Малта закричала в ужасе и отшатнулась. В следующее мгновение она прыгнула вперед, чтобы схватить ребенка и отнести его в безопасное место, Бегасти шатался по кругу в комнате. Калсидиец рухнул на колени, обеими руками держась за горло, пытаясь удержать кровь, которая растекалась между его толстыми пальцами. Он смотрел на нее, его глаза и рот были широко открыты. Он кряхтел, кровь выходила вместе со звуком, выливалась из губ и на его бородатый подбородок. Он медленно упал на бок. Его руки все еще сжимали горло, а ноги пинали воздух. Она отступила от него, схватила своего ребенка и прижала к груди, обвязала пуповину с соединенным последом вокруг запястья.
Она посмотрела вниз, наконец-то, в первый раз, на свое дитя. Сын. У нее родился сын. Но когда она смотрела на него, низкий крик сорвался с ее губ.

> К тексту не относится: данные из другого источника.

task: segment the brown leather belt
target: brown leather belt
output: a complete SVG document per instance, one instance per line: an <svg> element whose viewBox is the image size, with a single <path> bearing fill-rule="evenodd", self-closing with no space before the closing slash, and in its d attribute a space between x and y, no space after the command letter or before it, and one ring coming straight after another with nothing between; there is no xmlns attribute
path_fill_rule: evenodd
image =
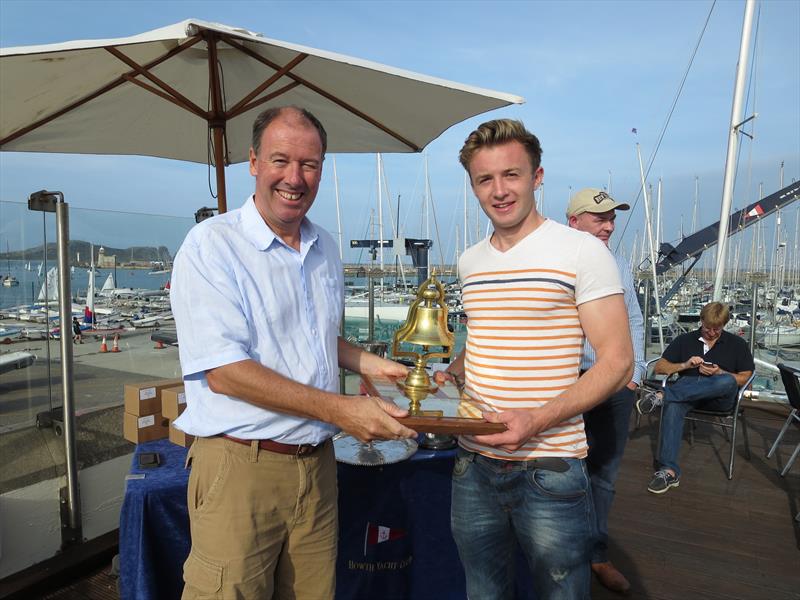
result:
<svg viewBox="0 0 800 600"><path fill-rule="evenodd" d="M232 442L244 444L245 446L249 446L253 441L257 441L258 447L262 450L277 452L278 454L289 454L291 456L308 456L309 454L313 454L314 451L322 445L319 444L318 446L315 446L314 444L282 444L281 442L276 442L275 440L243 440L241 438L235 438L232 435L226 435L224 433L222 434L222 437Z"/></svg>

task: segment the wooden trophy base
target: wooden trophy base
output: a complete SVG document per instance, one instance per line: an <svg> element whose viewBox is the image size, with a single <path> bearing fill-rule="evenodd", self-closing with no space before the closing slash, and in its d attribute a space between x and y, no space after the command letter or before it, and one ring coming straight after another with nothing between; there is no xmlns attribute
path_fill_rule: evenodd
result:
<svg viewBox="0 0 800 600"><path fill-rule="evenodd" d="M403 401L408 400L402 395L394 379L370 378L363 375L361 383L368 396L390 400L398 406L403 406ZM481 418L452 416L457 414L461 402L461 395L456 386L446 383L422 400L423 409L417 414L399 418L397 421L418 433L485 435L506 431L506 426L502 423L489 423ZM426 404L436 410L425 410Z"/></svg>

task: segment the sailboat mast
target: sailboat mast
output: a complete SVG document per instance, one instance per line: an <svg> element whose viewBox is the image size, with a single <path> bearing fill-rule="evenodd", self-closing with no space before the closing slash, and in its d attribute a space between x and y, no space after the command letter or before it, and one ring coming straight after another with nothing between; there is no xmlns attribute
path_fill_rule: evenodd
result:
<svg viewBox="0 0 800 600"><path fill-rule="evenodd" d="M647 182L644 178L644 165L642 164L642 153L639 149L639 143L636 143L636 156L639 158L639 175L642 180L642 194L644 195L644 220L647 227L647 241L650 246L650 270L653 276L653 296L656 300L656 319L658 320L658 344L661 352L664 352L664 331L661 328L661 298L658 292L658 276L656 274L656 252L653 246L653 227L650 222L650 200L647 196ZM645 331L649 327L649 323L645 323ZM649 335L648 335L649 337Z"/></svg>
<svg viewBox="0 0 800 600"><path fill-rule="evenodd" d="M336 229L339 231L339 260L344 260L342 250L342 213L339 205L339 177L336 175L336 157L333 157L333 190L336 195Z"/></svg>
<svg viewBox="0 0 800 600"><path fill-rule="evenodd" d="M464 171L464 252L467 251L467 172Z"/></svg>
<svg viewBox="0 0 800 600"><path fill-rule="evenodd" d="M753 13L755 0L746 0L744 7L744 23L742 24L742 41L739 45L739 62L736 66L736 81L731 106L730 129L728 130L728 154L725 158L725 177L722 185L722 206L719 217L719 235L717 237L717 264L714 273L714 300L722 298L722 275L725 270L725 253L727 251L728 227L733 202L733 184L736 176L736 152L739 145L739 126L742 124L744 111L744 91L747 74L747 58L750 52L750 37L753 31Z"/></svg>
<svg viewBox="0 0 800 600"><path fill-rule="evenodd" d="M383 171L383 164L381 161L380 152L378 157L378 253L380 256L381 268L381 293L383 293L383 192L381 190L381 172Z"/></svg>

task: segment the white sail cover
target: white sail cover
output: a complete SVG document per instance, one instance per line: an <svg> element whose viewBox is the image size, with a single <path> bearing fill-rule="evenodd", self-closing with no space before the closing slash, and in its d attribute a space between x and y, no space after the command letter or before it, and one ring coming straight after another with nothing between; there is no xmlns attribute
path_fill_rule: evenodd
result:
<svg viewBox="0 0 800 600"><path fill-rule="evenodd" d="M47 276L42 283L42 289L39 290L40 302L51 302L58 300L58 267L50 267L47 271Z"/></svg>
<svg viewBox="0 0 800 600"><path fill-rule="evenodd" d="M108 277L106 277L105 283L103 283L102 291L107 292L108 290L113 290L116 288L114 285L114 274L109 273Z"/></svg>

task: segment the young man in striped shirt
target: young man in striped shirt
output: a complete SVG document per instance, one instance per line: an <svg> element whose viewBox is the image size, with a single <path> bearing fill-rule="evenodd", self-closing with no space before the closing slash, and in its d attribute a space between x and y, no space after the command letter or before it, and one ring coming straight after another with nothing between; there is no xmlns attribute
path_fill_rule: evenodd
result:
<svg viewBox="0 0 800 600"><path fill-rule="evenodd" d="M602 242L545 219L539 140L519 121L489 121L461 149L494 226L459 259L464 352L437 378L503 433L461 436L451 526L470 598L513 594L514 540L537 597L588 598L595 537L581 415L631 379L622 285ZM578 379L584 336L597 353Z"/></svg>
<svg viewBox="0 0 800 600"><path fill-rule="evenodd" d="M614 221L618 210L630 206L616 202L603 190L586 188L575 195L567 206L567 224L578 231L585 231L609 245L614 233ZM622 287L625 290L625 308L628 311L628 326L633 342L633 378L628 384L614 392L609 398L583 415L586 437L589 441L589 456L586 466L592 480L592 499L597 519L597 541L592 550L592 572L608 589L627 594L630 583L608 559L608 513L614 500L614 484L625 444L628 442L628 424L631 420L636 388L642 382L644 362L644 319L636 298L630 265L621 256L614 256L619 269ZM583 346L581 371L588 371L594 364L594 348L586 342Z"/></svg>

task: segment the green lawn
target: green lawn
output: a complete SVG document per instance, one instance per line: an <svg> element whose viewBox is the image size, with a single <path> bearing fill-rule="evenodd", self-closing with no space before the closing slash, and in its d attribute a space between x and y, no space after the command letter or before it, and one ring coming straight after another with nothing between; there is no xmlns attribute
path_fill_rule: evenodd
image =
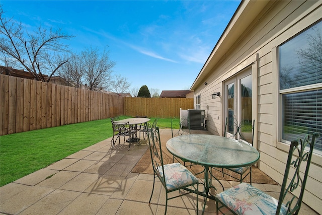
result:
<svg viewBox="0 0 322 215"><path fill-rule="evenodd" d="M152 123L155 118L150 119L149 122ZM178 124L179 120L176 121ZM160 128L171 128L171 119L160 118L157 125ZM109 118L1 136L0 186L112 135Z"/></svg>

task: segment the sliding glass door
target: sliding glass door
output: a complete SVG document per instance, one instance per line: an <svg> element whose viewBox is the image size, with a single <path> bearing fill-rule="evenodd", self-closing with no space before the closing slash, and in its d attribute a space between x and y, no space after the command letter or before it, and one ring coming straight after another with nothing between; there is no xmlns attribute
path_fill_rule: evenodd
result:
<svg viewBox="0 0 322 215"><path fill-rule="evenodd" d="M233 119L243 125L243 135L252 138L252 130L248 129L252 124L252 68L238 74L225 82L225 116L228 120L227 132L234 131ZM247 137L249 140L249 137Z"/></svg>

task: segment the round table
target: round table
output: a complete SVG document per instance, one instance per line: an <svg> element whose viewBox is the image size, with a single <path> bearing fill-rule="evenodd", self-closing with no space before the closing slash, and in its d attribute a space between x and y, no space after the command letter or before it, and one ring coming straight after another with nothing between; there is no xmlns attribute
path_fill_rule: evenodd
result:
<svg viewBox="0 0 322 215"><path fill-rule="evenodd" d="M209 168L228 168L250 166L260 159L257 150L248 143L234 139L209 134L188 134L176 136L167 142L170 153L185 162L200 165L205 168L204 191L200 193L205 198L204 211L207 198L214 199L209 189L215 187L211 183L212 176L221 185L209 170ZM210 178L209 178L210 176Z"/></svg>
<svg viewBox="0 0 322 215"><path fill-rule="evenodd" d="M124 124L128 122L132 126L131 129L133 129L135 131L132 134L132 136L128 138L126 141L130 142L138 142L140 138L137 137L137 125L143 124L150 121L148 118L128 118L127 119L121 119L120 120L114 121L116 124Z"/></svg>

Ее мечта о человеке, который вручит ей пухлого младенца, завернутого в чистую пеленку, пришла к этому. Родила в борделе. Грязь с пола вцепилась в его мокрую щеку. Он был худ. Он слабо шевелился на ее руках. Его крошечные руки были костистые, не пухлые, а ногти были зеленоватые. Он уже был в чешуе, на черепе и вниз по задней части шеи к затылку. Глаза Рейна, но глубоко синие, он посмотрел на нее. Его рот был открыт, но она не была уверена, что дышит. — О, детка! — Выкрикнула она, понизив голос, который был и извинениями, и страхом. Ее ноги подкосились, и она опустилась на пол, ребенок лежал на ее коленях. — Я не знаю, как это сделать. Я не знаю, что я делаю —, она рыдала.
Нож лежал на полу около ее колена, но он был в крови калсидийца. Она не могла коснуться его, не тем более перерезать им пуповину. Она вспомнила про брюки, все еще лежащие у нее в переднике туники, и вытащила их. Она положила ребенка на них, и обвязала штанину вокруг него, привязывая и пуповину и послед. — Это все ошибка, большая ошибка-, она просила его прощенья. — Так не должно было быть, малыш. Прости!-
Внезапно он издал тонкий вопль, как бы соглашаясь, что не так жизнь должна относиться к нему. Это был ужасный звук, одинокий и слабый, но Малта громко рассмеялся, тому что он может издать хотя бы такой звук. Она не могла вспомнить, чтобы она снимала плащ, но вот он, на полу, где она рожала, промокший от двух видов крови. Ее красивый плащ Элдерлингов. Ничего страшного.
Бегасти издал низкий, затянувшийся стон, который заставил ее, шатаясь, сбежать, она добежала до стены, за которой могла укрыться. Тогда он был еще. Нет времени. Нет времени думать ни о чем. Другой человек вернется, и он не должен найти ее здесь. Ей трудно было одеть свой плащ, не опуская ребенка вниз, но она не выпустила его из рук. Она открыла дверь и прошаталась в небольшую общую комнату, через которую она прошла ранее. Ночь была глубокая и комната пустовала. Она не услышал ни звука от шлюх или их клиентов. Она была измотана, и каждый мускул в ее теле чувствовал себя уставшим сверх меры. Кровь медленно текла вниз по ее ногам. Как далеко она доберется?
Стук в двери борделя? Попросить помощи? Нет. Она не может доверять тем, кто сознательно сознательно приютил калсидийцев в Дождевых Чащобах. Даже если они посочувствуют женщине в такой отчаянной ситуации, когда Арих вернется, они, скорее всего, уступят ему, из-за страха или в ответ на взятку.
Она пересекла комнату и вынесла своего новорожденного сына в бурю и ночь.